From: Randy Dunlap <randy.dunlap@oracle.com>
To: Lee Schermerhorn <Lee.Schermerhorn@hp.com>
Cc: linux-mm@kvack.org, Christoph Lameter <clameter@sgi.com>,
ak@suse.de, Mel Gorman <mel@skynet.ie>,
KAMEZAWA Hiroyuki <kamezawa.hiroyu@jp.fujitsu.com>,
akpm@linux-foundation.org, pj@sgi.com,
Michael Kerrisk <mtk-manpages@gmx.net>,
Eric Whitney <eric.whitney@hp.com>
Subject: Re: [PATCH] Document Linux Memory Policy - V2
Date: Fri, 27 Jul 2007 11:38:36 -0700 [thread overview]
Message-ID: <20070727113836.9471e35e.randy.dunlap@oracle.com> (raw)
In-Reply-To: <1185559260.5069.40.camel@localhost>
On Fri, 27 Jul 2007 14:00:59 -0400 Lee Schermerhorn wrote:
> [PATCH] Document Linux Memory Policy - V2
>
> Documentation/vm/memory_policy.txt | 278 +++++++++++++++++++++++++++++++++++++
> 1 file changed, 278 insertions(+)
>
> Index: Linux/Documentation/vm/memory_policy.txt
> ===================================================================
> --- /dev/null 1970-01-01 00:00:00.000000000 +0000
> +++ Linux/Documentation/vm/memory_policy.txt 2007-07-27 13:40:45.000000000 -0400
> @@ -0,0 +1,278 @@
> +
...
> +
> +MEMORY POLICY CONCEPTS
> +
> +Scope of Memory Policies
> +
> +The Linux kernel supports four more or less distinct scopes of memory policy:
> +
> + System Default Policy: this policy is "hard coded" into the kernel.
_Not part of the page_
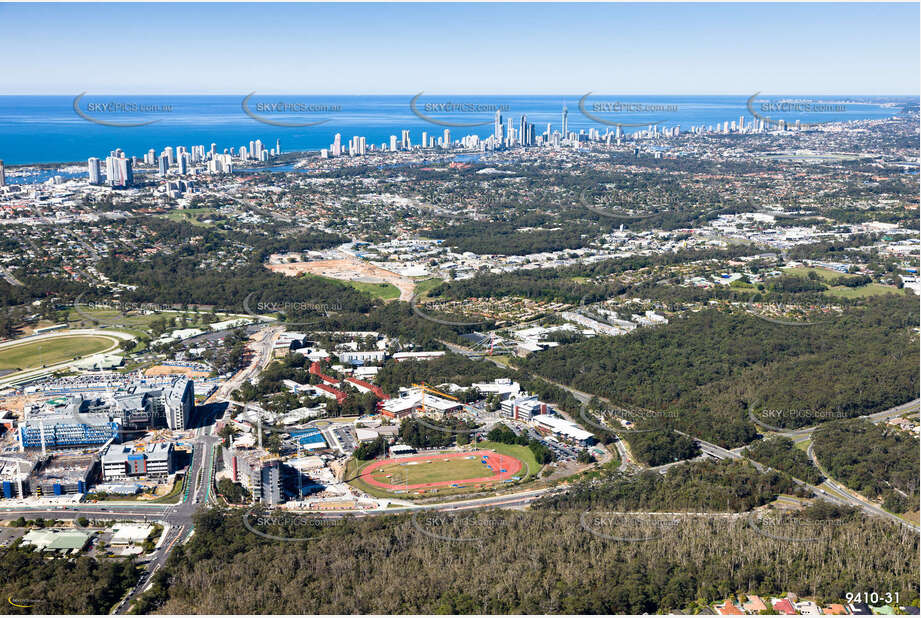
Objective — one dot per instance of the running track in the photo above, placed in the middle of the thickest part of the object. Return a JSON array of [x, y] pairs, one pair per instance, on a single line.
[[511, 465]]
It
> + is the policy that governs the all page allocations that aren't controlled
drop ^ "the"
> + by one of the more specific policy scopes discussed below.
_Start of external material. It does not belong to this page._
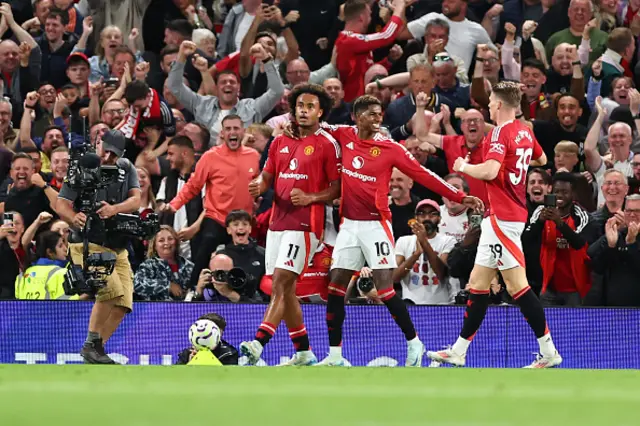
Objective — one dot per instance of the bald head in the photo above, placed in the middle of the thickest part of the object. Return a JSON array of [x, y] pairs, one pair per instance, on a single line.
[[9, 56], [333, 86], [221, 262], [298, 72]]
Are these policies listed in order of "less specific scope to more
specific scope"?
> + Task/Process Policy: this is an optional, per-task policy. When defined
> + for a specific task, this policy controls all page allocations made by or
> + on behalf of the task that aren't controlled by a more specific scope.
> + If a task does not define a task policy, then all page allocations that
> + would have been controlled by the task policy "fall back" to the System
> + Default Policy.
> +
...
> +
> + VMA Policy: A "VMA" or "Virtual Memory Area" refers to a range of a task's
> + virtual adddress space. A task may define a specific policy for a range
> + of its virtual address space. This VMA policy will govern the allocation
> + of pages that back this region of the address space. Any regions of the
> + task's address space that don't have an explicit VMA policy will fall back
> + to the task policy, which may itself fall back to the system default policy.
> +
> + VMA policy applies ONLY to anonymous pages. These include pages
> + allocated for anonymous segments, such as the task stack and heap, and
> + any regions of the address space mmap()ed with the MAP_ANONYMOUS flag.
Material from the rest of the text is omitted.